Beyond that there is the issue of open discussion about Israel, Palestine, and the occupation amongst Jewish Americans. Here is an event specifically targeted at young Jewish Americans within the university setting. It claims to be a “presentation about Israel from A-Z“, yet they refuse to make space to talk about “O” (occupation), or a number of other letters I could come up with.
When I was a kid our synagogue had a great student rabbi for a while. I remember him telling me that the synagogue should always have its doors open to anyone and that the Jewish community should always be open to any idea or question, that Judaism should be a place to discuss problems and find answers.
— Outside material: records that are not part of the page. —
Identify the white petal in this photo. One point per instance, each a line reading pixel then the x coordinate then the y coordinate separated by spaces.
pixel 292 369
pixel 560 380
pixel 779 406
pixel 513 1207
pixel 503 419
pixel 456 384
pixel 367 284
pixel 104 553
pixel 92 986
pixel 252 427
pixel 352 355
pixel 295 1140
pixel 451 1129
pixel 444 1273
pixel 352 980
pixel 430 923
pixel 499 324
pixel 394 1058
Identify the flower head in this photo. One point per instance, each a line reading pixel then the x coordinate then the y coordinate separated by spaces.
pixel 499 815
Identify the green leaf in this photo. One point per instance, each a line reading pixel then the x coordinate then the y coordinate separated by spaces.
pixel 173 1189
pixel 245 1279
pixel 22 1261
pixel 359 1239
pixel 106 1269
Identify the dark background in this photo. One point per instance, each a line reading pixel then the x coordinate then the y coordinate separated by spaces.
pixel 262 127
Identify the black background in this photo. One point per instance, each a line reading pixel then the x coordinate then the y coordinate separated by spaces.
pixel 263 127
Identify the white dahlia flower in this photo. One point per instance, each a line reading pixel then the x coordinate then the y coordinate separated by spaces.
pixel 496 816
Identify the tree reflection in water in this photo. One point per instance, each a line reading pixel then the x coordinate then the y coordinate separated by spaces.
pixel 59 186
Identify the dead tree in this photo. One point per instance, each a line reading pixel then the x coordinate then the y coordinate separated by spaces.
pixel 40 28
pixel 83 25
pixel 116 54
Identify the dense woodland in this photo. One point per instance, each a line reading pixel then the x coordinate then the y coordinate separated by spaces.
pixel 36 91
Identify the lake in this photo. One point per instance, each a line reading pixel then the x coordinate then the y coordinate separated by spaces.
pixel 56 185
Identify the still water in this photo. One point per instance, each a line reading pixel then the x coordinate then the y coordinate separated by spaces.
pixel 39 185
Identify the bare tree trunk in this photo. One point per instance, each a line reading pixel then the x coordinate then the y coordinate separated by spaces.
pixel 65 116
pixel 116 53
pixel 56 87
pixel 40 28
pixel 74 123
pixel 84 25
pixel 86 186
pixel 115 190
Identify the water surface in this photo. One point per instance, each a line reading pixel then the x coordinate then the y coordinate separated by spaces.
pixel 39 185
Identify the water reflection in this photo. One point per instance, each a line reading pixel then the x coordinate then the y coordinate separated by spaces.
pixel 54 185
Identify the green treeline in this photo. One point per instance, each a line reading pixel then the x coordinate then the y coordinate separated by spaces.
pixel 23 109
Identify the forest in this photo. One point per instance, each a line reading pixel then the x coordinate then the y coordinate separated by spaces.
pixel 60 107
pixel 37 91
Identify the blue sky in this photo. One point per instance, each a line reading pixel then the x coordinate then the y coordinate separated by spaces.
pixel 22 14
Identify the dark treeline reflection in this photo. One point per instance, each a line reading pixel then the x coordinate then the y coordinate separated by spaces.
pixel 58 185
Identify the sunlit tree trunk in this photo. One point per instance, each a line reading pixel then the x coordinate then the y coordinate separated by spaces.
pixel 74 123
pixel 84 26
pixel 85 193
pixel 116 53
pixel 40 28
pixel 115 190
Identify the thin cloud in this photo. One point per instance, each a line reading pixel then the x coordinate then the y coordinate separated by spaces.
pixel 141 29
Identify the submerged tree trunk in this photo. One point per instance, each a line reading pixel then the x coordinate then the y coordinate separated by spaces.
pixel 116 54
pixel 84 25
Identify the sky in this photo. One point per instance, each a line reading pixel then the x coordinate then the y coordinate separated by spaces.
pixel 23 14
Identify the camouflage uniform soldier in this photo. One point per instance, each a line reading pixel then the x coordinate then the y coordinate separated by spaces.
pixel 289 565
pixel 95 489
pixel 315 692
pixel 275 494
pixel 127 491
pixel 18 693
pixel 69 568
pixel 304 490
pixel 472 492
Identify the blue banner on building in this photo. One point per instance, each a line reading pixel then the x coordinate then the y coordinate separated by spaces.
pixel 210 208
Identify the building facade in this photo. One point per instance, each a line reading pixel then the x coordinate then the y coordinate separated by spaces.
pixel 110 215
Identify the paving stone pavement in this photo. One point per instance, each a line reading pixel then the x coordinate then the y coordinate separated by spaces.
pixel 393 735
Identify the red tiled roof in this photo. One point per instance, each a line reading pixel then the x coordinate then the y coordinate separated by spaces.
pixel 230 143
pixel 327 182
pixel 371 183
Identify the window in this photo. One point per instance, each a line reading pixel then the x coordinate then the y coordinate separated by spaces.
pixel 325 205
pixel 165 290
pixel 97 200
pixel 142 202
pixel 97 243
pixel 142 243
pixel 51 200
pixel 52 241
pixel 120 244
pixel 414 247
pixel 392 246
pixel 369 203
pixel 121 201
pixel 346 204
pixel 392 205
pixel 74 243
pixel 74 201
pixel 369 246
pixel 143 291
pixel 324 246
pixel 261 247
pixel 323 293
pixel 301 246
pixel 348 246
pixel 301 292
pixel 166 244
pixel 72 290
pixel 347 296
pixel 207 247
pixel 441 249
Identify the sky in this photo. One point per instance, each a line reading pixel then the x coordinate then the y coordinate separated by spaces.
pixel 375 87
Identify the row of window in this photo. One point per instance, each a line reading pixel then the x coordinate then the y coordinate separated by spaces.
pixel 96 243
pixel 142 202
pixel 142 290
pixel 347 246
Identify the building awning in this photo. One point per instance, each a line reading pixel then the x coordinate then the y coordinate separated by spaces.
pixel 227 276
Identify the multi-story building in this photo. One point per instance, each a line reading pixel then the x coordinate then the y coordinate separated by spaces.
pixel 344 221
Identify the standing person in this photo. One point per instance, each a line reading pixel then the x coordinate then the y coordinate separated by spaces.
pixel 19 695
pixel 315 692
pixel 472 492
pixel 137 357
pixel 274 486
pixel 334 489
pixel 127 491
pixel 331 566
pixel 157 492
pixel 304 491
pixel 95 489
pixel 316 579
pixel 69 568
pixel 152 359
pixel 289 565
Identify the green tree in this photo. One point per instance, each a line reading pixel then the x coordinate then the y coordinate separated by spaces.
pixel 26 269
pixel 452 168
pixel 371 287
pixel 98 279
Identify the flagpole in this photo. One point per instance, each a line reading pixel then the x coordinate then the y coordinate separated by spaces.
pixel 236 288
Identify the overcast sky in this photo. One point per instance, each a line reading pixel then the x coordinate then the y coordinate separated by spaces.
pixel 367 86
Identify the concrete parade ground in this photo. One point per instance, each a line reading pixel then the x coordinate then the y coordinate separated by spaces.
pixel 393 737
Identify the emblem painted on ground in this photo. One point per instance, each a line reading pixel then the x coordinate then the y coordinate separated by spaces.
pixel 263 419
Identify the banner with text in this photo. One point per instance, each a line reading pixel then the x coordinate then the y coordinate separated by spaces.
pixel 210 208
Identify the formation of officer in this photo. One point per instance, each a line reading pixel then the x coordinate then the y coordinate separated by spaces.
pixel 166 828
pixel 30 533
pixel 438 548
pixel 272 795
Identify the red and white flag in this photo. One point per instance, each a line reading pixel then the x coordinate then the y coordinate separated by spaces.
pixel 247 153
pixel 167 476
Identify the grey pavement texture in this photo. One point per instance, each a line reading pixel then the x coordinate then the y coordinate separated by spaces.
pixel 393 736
But when it comes to Israel and the occupation, modern American Judaism has been corrupted and turned from a place to find solutions to an echo chamber for the minority of Jewish Americans who refuse to find any fault with Israeli actions.
More than angry, this stuff just makes me profoundly sad because there is no place for me in a community that refuses to talk openly about the central issues it faces. I just can’t be a supportive member of it, and I’m not alone. Many, many Jewish Americans are forced out of our natural faith communities because of this repressive knee-jerk reaction in favor of anything Israel does.


October 24, 2007
I hope someone from the same college organizes Palestine 360 or Unknown Israel and present all the hidden facts about the occupation.
October 24, 2007
That’s not a bad idea. I’ll pass that along to people there.
October 31, 2007
So interesting that something attempting to focus on the “culture” would pick and choose which facets of it to discuss. It’s hard to think of anything more central to it right now than the occupation going on around it or the apartheid laws happening inside it. Interesting that a moderator would both find such discussions “valid” and yet off-topic enough to delete. If he doesn’t think his facebook group is the place, then where would it be. Looks to me like a place to attract more Birthright tourists.
October 31, 2007
And beyond just posts or photos in a Facebook group, they were clear that this kind of discussion would not be going on at the event.. But follow the links and download the Israel 360 materials yourself to get a sense of where its coming from.
November 14, 2007
It seems like this line of argument is quite common within Israel advocacy. At both the UNC “Israel Fest” and a recent NYC film festival entitled “The Other Israel,” organizers presented their ideas in an environment that was supposed to celebrate culture, completely divorced from politics. While that might not make sense to those of us who understand the two to be connected, it is a useful method for stifling dissent.
Thanks for this post, I linked to it in my blog post for 11/13/07.